A company called Pelican makes air-tight and waterproof containers for sensitive devices like hard drives, guns, cameras, etc. We use them to transfer data back and forth between our clients along with a 4-digit TSA approved combination lock to add more security. The case, depending on the size and where you buy it, will cost you anywhere from $30 to $70 and the locks are sold at $10/lock. A small price to pay considering the alternative…

Posted by Andrew Wilson on August 10, 2007 | Permanent Link |

Tip: Speedy Hard Drive Transfer

Have you ever watched how long it takes to copy 100gb of email onto an external hard drive? I have and it is dreadfully slow even onto a 7,200RPM usb2.0 drive. Luckily there is a new type of connection hardware; eSATA. The advantages of eSATA over USB2.0 are clear, especially for people in the lit support industry who are constantly transferring huge amounts of data from hard drive to hard drive. An eSATA external hard drive can reach transfer speeds up to 3Gbits/second(~375megabytes/sec). That’s right, 375 MEGABYTES PER-SECOND! At that speed copying 1 gigabyte will take ~3seconds to complete. USB2.0, depending on your drive speed and various other interferences reaches speeds up to 480Mbits/second(~60megabytes/sec).

Your next hard drive purchase should be an eSATA one. Things you will need: 1. eSATA card and cable 2. eSATA external hard drive. The transfer speed increase will be significant enough to save you tons of time copying data. While you are at it, use a dos copy application like XXCOPY or Robocopy to handle the copying and stay away from MS drag and drop maneuvers as that will only slow things down.

Posted by Andrew Wilson on August 7, 2007 | Permanent Link | Comment

Tip: Text Editors

In the world of eDiscovery we deal with a LOT of text, sometimes gigabytes worth and relying on good old notepad just doesn’t cut it. Our favorite text editor is TextPad. It does just about everything you want a text editor to do; lightning fast search/replace, sorting, column selecting, etc.

The trial version of TextPad is fully functional, but in order to remove the annoying pop-up each time you open the application you will need to purchase it($16.50/license). If you encounter text files that are larger than 2gb then TextPad is NOT the choice for you. Check out LargeEdit by Netlegger Systems. This editor will open extremely large text files wtih ease and costs ~$25 bucks.

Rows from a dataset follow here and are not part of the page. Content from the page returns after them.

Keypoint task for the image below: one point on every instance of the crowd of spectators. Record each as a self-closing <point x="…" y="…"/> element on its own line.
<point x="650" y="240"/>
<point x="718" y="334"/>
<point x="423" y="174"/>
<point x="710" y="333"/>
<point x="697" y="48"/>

Posted by Andrew Wilson on August 1, 2007 | Permanent Link | Comment

Thought: Is eDiscovery a Commodity?

A few weeks ago I was in a meeting with a well known national computer forensic company(not named for obvious reasons) talking about a potential partnership opportunity between our two companies. The director of the Washington, DC office was explaining to us how their firm is like the “Cadillac” of computer forensics, etc. etc. when she blurted out, “Well, you know, what you do is really becoming a commodity in the industry.” I immediately thought to myself, “Are we a commodity? Is it true that we are no different than every other company selling the same services?”. Panic almost started to seep in, but then I realized how misguided that statement was. Of course we are not a commodity. Every company providing eDiscovery services is not a commodity, even the ones using the exact same third party technology do not qualify as a commodity.

So, what is a commodity?

According to Wikipedia:

“A commodity is something for which there is demand, but which is supplied without qualitative differentiation across a given market. Characteristic of commodities is that their prices are determined as a function of their market as a whole. In essence, commoditization occurs as a good or service becomes undifferentiated across its supply base by the diffusion of the intellectual capital necessary to acquire or produce it efficiently. As such, many products which formerly carried premium margins for market participants have become commodities, such as generic pharmaceuticals and silicon chips.”

When eDiscovery services and products can no longer be easily differentiated from one another, then, yes eDiscovery will become a commodity, but that is far from happening anytime soon. The same holds true for any other professional service.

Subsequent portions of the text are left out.